10 февраля, чтобы совпасть по времени с Лос-Анджелесом, наше шоу в Лондоне началось в 23:30, и примерно в 20:00 нас с Тони забрали из Барнета. Я и забыла, когда в последний раз была так рада видеть Эми – в больнице она явно похорошела. Я молилась, чтобы лечение продолжилось. Возможно, благодаря молодости Эми могла сегодня выглядеть как труп, а завтра светиться, заставляя нас всех верить в светлое будущее.
Осознание происходящего еще не настигло меня, но я уже безумно нервничала. Хоть и выступать в Лондоне Эми вынудили обстоятельства, это очень много значило для нашей семьи. Все, кто мог, приехали поддержать ее в это важное для карьеры и лечения время, чему я была безмерно рада.

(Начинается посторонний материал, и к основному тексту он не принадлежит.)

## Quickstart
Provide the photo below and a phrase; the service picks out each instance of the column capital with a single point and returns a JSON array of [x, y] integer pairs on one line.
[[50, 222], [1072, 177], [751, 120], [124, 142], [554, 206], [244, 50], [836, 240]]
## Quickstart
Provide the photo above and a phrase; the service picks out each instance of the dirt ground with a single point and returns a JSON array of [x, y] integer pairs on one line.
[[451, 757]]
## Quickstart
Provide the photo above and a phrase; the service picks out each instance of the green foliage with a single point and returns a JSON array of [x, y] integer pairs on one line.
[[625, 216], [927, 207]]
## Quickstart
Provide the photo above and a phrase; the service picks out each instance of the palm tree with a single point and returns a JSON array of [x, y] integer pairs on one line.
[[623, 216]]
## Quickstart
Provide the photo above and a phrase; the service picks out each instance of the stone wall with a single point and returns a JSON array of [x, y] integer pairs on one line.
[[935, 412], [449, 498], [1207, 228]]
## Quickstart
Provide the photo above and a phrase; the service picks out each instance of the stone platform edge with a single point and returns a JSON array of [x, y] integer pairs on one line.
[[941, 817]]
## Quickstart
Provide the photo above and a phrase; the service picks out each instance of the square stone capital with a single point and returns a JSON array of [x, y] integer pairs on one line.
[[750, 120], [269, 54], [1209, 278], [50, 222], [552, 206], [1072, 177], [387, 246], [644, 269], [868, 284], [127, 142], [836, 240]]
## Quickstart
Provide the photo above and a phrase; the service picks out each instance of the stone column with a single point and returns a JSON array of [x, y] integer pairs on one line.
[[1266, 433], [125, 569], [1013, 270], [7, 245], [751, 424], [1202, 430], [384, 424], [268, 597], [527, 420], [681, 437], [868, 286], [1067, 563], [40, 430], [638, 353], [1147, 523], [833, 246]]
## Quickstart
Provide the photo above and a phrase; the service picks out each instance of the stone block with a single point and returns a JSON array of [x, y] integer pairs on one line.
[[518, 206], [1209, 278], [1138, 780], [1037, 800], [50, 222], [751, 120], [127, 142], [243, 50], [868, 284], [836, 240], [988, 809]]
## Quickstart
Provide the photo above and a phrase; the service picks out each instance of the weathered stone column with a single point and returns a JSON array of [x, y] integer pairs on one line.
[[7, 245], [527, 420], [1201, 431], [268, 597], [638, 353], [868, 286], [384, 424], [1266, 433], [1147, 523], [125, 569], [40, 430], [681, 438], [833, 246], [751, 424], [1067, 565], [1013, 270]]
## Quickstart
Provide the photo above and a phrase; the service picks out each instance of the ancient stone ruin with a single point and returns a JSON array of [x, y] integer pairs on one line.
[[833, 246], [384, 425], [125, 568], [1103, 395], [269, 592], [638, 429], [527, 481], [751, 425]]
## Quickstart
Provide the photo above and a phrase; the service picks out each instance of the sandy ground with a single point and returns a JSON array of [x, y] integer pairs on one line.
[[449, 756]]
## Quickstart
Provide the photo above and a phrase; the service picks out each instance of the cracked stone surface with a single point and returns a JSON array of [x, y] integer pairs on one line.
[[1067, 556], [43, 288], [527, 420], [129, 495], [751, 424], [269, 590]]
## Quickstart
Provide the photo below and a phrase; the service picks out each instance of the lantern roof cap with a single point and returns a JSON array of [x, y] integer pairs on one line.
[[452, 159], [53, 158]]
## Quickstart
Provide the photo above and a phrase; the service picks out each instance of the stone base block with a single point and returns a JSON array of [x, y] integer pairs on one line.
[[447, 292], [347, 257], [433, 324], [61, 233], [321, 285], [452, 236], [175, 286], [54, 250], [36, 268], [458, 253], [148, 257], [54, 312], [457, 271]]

Я почувствовала наэлектризованность воздуха, как только вошла в зал. Сцена была украшена под клуб – большие бордовые шторы на фоне, сценическая подсветка и красивые торшеры вокруг. Когда я зашла за кулисы, техники настраивали микрофоны. Я глубоко вздохнула. Ощущения были нереальными. Несмотря на сложные несколько месяцев, что-то во мне ожило, и я убедилась в этом, увидев Эми.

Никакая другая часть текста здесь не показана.